The judgment of the trial court is affirmed.

CHARLES F. BAIRD

Justice



Do not publish.

Tex. R. App. P. 47.3.

Opinion delivered and filed this the

13th day of December, 2001.

1. Former Court of Criminal Appeals Judge Charles F. Baird assigned to this Court by the Chief Justice of the Supreme Court of Texas pursuant to Tex. Gov't Code Ann. § 74.003 (Vernon 1998).

2. On cross-examination, Jennifer Buehring, an Enterprise representative testified as follows:

Q. Is [appellant] allowed, by your contract, to have care, custody and/or control of that vehicle?

A. Not at all. No, sir.

Q. If [appellant] had care, custody or control of the vehicle, [Franklin] would be in violation of the contract with Enterprise; is that correct?

A. That's correct.

Q. And if [Franklin] was in violation of the contract, you would have the right to repossess that vehicle; is that correct?

A. That's correct.

3. The record is unclear as to whether Franklin's key would actually open the vehicle. A locksmith was called to the scene and the vehicle was eventually opened by either Franklin's key or the locksmith.

4. Both appellant and the State addressed the issue of standing in the trial court. Appellant does not discuss the issue in his brief. The State mentions standing in passing but does not cite any authority.

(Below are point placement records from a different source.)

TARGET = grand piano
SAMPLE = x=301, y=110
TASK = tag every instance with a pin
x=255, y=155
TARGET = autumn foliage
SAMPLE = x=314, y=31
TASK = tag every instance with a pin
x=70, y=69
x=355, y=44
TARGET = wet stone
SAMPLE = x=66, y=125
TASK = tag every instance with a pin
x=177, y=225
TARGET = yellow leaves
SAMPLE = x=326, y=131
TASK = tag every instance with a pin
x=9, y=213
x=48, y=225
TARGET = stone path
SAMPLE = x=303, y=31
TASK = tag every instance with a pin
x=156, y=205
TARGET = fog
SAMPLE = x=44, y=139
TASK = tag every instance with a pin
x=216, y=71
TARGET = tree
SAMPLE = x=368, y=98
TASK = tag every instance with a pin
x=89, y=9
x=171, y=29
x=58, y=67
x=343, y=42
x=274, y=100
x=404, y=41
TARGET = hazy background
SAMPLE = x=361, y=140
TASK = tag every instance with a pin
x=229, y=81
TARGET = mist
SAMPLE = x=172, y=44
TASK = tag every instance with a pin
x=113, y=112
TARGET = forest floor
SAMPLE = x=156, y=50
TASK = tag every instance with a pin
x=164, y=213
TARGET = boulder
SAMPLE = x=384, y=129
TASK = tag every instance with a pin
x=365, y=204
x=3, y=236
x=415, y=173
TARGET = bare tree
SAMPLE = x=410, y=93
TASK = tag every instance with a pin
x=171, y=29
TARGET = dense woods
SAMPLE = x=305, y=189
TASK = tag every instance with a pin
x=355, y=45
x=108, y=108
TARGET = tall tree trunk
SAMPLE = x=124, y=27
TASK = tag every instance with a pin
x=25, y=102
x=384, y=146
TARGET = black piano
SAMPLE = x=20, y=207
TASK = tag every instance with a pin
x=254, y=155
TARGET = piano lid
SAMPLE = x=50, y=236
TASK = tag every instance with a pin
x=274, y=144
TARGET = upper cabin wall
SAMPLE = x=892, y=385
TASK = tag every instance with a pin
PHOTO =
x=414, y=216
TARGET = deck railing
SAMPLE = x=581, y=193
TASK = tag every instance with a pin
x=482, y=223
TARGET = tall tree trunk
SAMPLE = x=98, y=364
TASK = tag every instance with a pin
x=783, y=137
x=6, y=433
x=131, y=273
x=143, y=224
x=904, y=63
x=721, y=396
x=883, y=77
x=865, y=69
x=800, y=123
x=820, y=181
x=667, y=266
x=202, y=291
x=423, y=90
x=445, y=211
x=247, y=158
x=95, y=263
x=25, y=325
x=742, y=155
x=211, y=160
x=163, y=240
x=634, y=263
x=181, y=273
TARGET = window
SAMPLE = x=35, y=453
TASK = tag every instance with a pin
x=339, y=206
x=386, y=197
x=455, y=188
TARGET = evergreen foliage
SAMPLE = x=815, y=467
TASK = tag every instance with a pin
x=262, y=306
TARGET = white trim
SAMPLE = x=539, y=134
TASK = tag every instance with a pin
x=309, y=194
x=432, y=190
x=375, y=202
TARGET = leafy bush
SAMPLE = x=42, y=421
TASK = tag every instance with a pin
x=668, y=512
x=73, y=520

5. We do not mean to suggest there are no exceptions to this general rule of law. Certainly, a passenger who asserts an ownership interest in the automobile or property seized has a legitimate expectation of privacy in the interior of the automobile or the contents of the property. Meeks v. State, 692 S.W.2d 504, 510 (Tex. Crim. App. 1985); Kelley v. State, 807 S.W.2d 810, 815 (Tex. App. -Houston [14th Dist.] 1991, pet. ref'd). However, this exception is not applicable here because, as noted above, appellant expressly denied any interest in the automobile.

6. Even if appellant had established an abuse of discretion, we would hold the error was waived when defense counsel affirmatively stated "no objection" when the contraband was offered into evidence during trial. Gearing v. State, 685 S.W.2d 326, 329 (Tex. Crim. App. 1989), overruled on other grounds by Woods v. State, 956 S.W.2d 33 (Tex. Crim. App. 1997).

7. Within the second point of error, appellant argues the evidence is insufficient to corroborate the testimony of Franklin whom the court permitted the jury to find was an accomplice as a matter of fact. However, we find the testimony of Cortez who saw appellant enter the vehicle and ingest some of the contents removed from the console is sufficient to tend to connect appellant to the charged offense. Tex. Code Crim. Proc. Ann. art. 38.14 (Vernon 1979).

8. Both appellant and the State cite Nickerson v. State, 782 S.W.2d 887 (Tex. Crim. App. 1990), in their briefs. That case stands for the proposition that when the court's charge to the jury is otherwise correct but places a higher burden on the State, failure to object constitutes an acceptance of that higher burden by the State. However, we do not believe Nickerson is applicable in the instant case because the court's charge did not include the habitual offender allegation of section 12.44(d). Therefore, the State's burden of proof was neither increased nor accepted as it relates to the first offense. Cf. Warren v. State, 810 S.W.2d 202 (Tex. Crim. App. 1991).

9. Tex. Code Crim. Proc. Ann. art. 26.12 (Vernon 1989).